Arthur Golden

From Wikipedia, the free encyclopedia

Jump to: navigation, search
Arthur Golden
Born
Chattanooga, Tennessee, United States
Occupation Writer
Nationality American United States
Writing period 20th century
Genres Historical Fiction

Arthur Golden (born in 1956 in Chattanooga, Tennessee) is the writer of the bestselling novel Memoirs of a Geisha.

A member of the Ochs-Sulzberger family (owners of the New York Times), Golden grew up on Lookout Mountain, Georgia, and attended Lookout Mountain Elementary School in Lookout Mountain, Tennessee. He spend his middle and high school years at the Baylor School (then a boys-only school for day and boarding students) in Chattanooga, Tennessee, graduating in 1974. He attended Harvard College and received a degree in art history, specializing in Japanese art. In 1980, he earned an M.A. in Japanese history at Columbia University, and also learned Mandarin Chinese. After a summer at Peking University in Beijing, China, he worked in Tokyo. When he returned to the United States, he earned an M.A. in English at Boston University. He currently lives in Brookline, Massachusetts. He has a daughter, Tess who recently graduated from Brown University and a son.
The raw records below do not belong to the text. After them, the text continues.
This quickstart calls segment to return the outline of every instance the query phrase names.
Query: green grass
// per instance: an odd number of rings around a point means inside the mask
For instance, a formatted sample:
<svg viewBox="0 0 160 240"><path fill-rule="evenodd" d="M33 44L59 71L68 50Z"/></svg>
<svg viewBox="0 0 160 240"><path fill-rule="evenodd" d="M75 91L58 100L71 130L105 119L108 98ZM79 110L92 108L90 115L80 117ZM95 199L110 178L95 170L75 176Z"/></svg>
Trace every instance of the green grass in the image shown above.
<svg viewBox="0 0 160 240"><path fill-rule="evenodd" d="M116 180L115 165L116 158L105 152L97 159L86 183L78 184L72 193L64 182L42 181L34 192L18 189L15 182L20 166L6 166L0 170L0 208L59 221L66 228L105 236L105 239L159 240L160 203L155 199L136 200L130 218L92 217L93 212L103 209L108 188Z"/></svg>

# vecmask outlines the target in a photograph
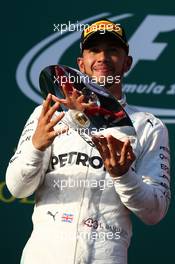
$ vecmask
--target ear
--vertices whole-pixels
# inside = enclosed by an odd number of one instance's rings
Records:
[[[131,68],[132,65],[132,57],[131,56],[127,56],[125,59],[125,64],[124,64],[124,72],[128,72]]]
[[[85,68],[84,68],[84,58],[83,57],[78,57],[77,58],[77,64],[79,67],[79,70],[83,73],[85,73]]]

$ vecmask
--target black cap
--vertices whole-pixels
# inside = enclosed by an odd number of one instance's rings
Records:
[[[81,51],[88,47],[90,42],[97,36],[108,36],[109,38],[112,37],[114,40],[116,39],[128,54],[129,45],[124,29],[120,24],[115,24],[107,19],[98,20],[83,30],[80,42]]]

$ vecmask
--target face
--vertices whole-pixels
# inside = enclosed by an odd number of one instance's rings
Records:
[[[105,82],[105,86],[111,86],[115,83],[116,76],[122,78],[129,70],[132,58],[116,41],[101,38],[92,41],[77,62],[80,71],[95,77],[99,83]]]

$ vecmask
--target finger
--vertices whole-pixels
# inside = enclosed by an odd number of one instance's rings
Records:
[[[73,88],[73,91],[72,91],[73,102],[75,102],[79,96],[80,96],[80,94],[78,93],[78,91],[75,88]]]
[[[63,89],[63,92],[64,92],[64,95],[65,95],[66,99],[68,99],[69,96],[70,96],[70,94],[69,94],[69,91],[66,88],[66,85],[65,84],[62,85],[62,89]]]
[[[116,166],[117,161],[119,160],[119,155],[117,155],[117,145],[119,144],[116,138],[112,135],[107,137],[108,148],[110,151],[111,164]]]
[[[58,110],[59,106],[60,106],[60,104],[57,102],[49,109],[49,111],[47,112],[47,114],[45,116],[47,122],[51,120],[53,114]]]
[[[54,139],[57,136],[65,134],[67,133],[68,130],[69,130],[69,127],[62,127],[58,130],[53,130],[52,132],[50,132],[50,139]]]
[[[94,142],[96,148],[98,149],[102,159],[104,159],[104,153],[103,153],[103,149],[102,149],[102,146],[100,144],[100,141],[99,141],[99,137],[97,136],[92,136],[92,141]]]
[[[80,104],[83,102],[83,100],[84,100],[84,95],[83,95],[83,94],[80,95],[80,96],[77,98],[77,102],[80,103]]]
[[[128,151],[131,151],[131,145],[130,145],[130,141],[126,140],[123,144],[123,148],[121,150],[121,156],[120,156],[120,164],[123,165],[126,163],[127,161],[127,155],[128,155]]]
[[[60,104],[64,104],[65,106],[67,105],[67,99],[57,99],[57,102],[59,102]]]
[[[53,128],[64,117],[64,115],[65,115],[65,113],[62,112],[58,116],[53,118],[52,121],[50,121],[48,128],[49,129]]]
[[[52,95],[49,93],[46,97],[46,100],[44,100],[43,102],[41,116],[45,116],[45,114],[48,112],[51,101],[52,101]]]

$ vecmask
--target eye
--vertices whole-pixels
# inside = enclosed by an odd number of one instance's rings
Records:
[[[111,53],[119,53],[119,48],[117,48],[117,47],[109,47],[108,51],[111,52]]]
[[[93,52],[93,53],[98,53],[100,51],[100,49],[97,47],[92,47],[89,50],[90,50],[90,52]]]

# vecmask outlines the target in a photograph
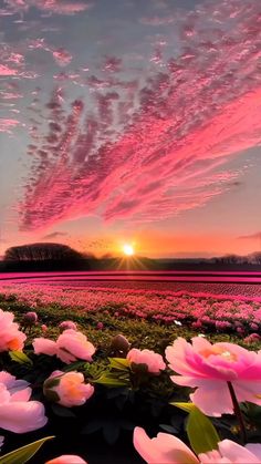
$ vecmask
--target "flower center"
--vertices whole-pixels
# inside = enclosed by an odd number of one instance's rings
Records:
[[[227,361],[234,362],[238,360],[237,354],[231,353],[231,351],[225,350],[221,347],[212,347],[212,349],[203,350],[200,352],[203,358],[209,358],[210,355],[220,355]]]

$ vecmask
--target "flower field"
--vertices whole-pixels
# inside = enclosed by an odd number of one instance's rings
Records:
[[[261,330],[261,302],[207,293],[50,286],[2,286],[0,292],[38,308],[58,305],[77,312],[109,311],[116,317],[139,318],[163,324],[185,324],[197,331],[248,336]]]

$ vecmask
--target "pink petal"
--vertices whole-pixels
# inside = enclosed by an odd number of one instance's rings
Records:
[[[190,400],[205,414],[220,417],[222,414],[233,414],[232,400],[226,382],[217,380],[203,380]]]
[[[199,464],[189,447],[168,433],[150,440],[144,429],[135,427],[134,446],[148,464]]]
[[[0,427],[14,433],[31,432],[48,422],[43,404],[39,401],[10,402],[1,404]]]
[[[48,461],[45,464],[87,464],[82,457],[73,454],[63,454],[62,456],[54,457],[54,460]]]
[[[11,394],[10,401],[29,401],[32,394],[32,389],[29,386],[23,390],[19,390],[15,393]]]
[[[260,458],[250,450],[232,442],[231,440],[223,440],[222,442],[219,442],[219,451],[220,454],[230,460],[231,463],[260,464]]]

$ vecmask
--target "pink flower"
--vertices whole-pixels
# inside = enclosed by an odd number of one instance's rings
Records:
[[[67,329],[77,330],[77,326],[73,321],[63,321],[59,324],[59,328],[62,330],[67,330]]]
[[[27,336],[13,322],[13,313],[0,309],[0,352],[14,350],[22,351]]]
[[[95,352],[94,346],[87,341],[86,337],[73,329],[64,330],[56,342],[43,337],[36,338],[33,341],[33,348],[35,354],[56,354],[66,364],[77,359],[92,361],[92,355]]]
[[[138,350],[133,348],[127,354],[128,361],[134,364],[146,364],[148,372],[159,374],[160,371],[166,369],[163,357],[150,350]]]
[[[218,451],[199,454],[200,464],[260,464],[261,444],[250,443],[241,446],[231,440],[223,440],[218,444]]]
[[[87,464],[82,457],[74,454],[63,454],[62,456],[54,457],[54,460],[48,461],[45,464]]]
[[[134,446],[148,464],[199,464],[189,447],[169,433],[158,433],[149,439],[142,427],[134,429]]]
[[[66,364],[82,359],[84,361],[92,361],[92,355],[95,353],[94,346],[87,341],[82,332],[69,329],[58,338],[58,358]]]
[[[180,375],[170,379],[178,385],[197,388],[191,401],[207,415],[232,414],[233,406],[227,382],[237,399],[261,404],[261,351],[248,351],[233,343],[215,343],[201,337],[192,344],[178,338],[166,349],[170,369]]]
[[[43,427],[48,417],[39,401],[29,401],[29,383],[17,380],[8,372],[0,372],[0,427],[25,433]]]
[[[90,383],[84,383],[84,377],[81,372],[71,371],[64,373],[54,371],[45,380],[43,392],[52,401],[54,400],[63,406],[72,408],[84,404],[94,393],[94,388]]]
[[[260,464],[261,444],[241,446],[231,440],[218,443],[218,450],[200,453],[197,457],[179,439],[158,433],[149,439],[142,427],[134,429],[134,446],[148,464]]]

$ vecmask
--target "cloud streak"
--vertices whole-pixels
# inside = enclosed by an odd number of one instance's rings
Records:
[[[62,11],[62,2],[42,4]],[[66,2],[65,10],[75,13],[75,4]],[[15,0],[8,6],[25,8]],[[174,21],[155,18],[140,21]],[[58,87],[39,110],[44,130],[31,126],[22,230],[90,214],[106,221],[161,220],[206,205],[242,174],[226,164],[261,141],[259,2],[207,2],[192,14],[177,14],[175,28],[178,52],[164,58],[157,49],[147,78],[124,79],[133,63],[117,56],[105,58],[102,74],[55,78]],[[64,49],[39,47],[59,65],[70,64]],[[87,92],[71,106],[62,85],[69,81]]]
After its release in 1997, Memoirs of a Geisha spent two years on The New York Times bestseller list. It has sold more than four million copies in English and has been translated into thirty-two languages around the world.
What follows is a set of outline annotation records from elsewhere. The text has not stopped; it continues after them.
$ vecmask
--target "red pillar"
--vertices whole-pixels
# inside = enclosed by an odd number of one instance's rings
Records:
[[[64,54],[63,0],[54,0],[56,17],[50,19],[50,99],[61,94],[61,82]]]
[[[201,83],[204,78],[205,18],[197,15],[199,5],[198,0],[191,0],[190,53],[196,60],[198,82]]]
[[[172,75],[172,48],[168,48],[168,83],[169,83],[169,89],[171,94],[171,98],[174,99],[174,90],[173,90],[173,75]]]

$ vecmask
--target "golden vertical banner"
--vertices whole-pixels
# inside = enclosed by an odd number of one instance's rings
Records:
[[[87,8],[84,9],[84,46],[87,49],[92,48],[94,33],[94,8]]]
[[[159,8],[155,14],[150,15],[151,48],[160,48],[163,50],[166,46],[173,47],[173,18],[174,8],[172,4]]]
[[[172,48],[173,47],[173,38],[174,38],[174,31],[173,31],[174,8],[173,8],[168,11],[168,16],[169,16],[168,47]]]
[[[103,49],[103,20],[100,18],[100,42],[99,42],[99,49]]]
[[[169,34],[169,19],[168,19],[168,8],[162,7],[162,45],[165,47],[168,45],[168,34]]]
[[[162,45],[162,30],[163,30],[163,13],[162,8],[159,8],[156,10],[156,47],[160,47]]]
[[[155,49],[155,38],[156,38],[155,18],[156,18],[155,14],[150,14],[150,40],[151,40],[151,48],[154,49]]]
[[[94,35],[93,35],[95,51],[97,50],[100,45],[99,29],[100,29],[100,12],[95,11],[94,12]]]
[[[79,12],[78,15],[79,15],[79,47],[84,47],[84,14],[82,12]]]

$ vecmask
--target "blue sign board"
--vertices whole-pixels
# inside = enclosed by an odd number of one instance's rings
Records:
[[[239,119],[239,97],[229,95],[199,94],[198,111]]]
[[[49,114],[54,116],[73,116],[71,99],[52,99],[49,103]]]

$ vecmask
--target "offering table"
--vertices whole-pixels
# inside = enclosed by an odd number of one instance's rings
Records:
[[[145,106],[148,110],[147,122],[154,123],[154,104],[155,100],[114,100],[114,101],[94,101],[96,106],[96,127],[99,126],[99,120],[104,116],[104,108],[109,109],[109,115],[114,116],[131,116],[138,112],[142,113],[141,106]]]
The novel Memoirs of a Geisha was written over a 10-year period in which Golden rewrote the novel three complete times, changing the point of view before finally settling on the first person viewpoint of Sayuri. Interviews with a number of geisha, including Mineko Iwasaki, provided background information about the world of the geisha.

After the Japanese edition of Memoirs of a Geisha was published, Arthur Golden was sued for breach of contract and defamation of character by Iwasaki. The plaintiff claimed that Golden had agreed to protect her anonymity, if she told him about her life as a geisha due to the traditional code of silence about their clients. The case was settled out of court for an undisclosed amount.

In 2005, Memoirs of a Geisha was made into a feature film starring Ziyi Zhang and Ken Watanabe, and directed by Rob Marshall, garnering three Academy Awards.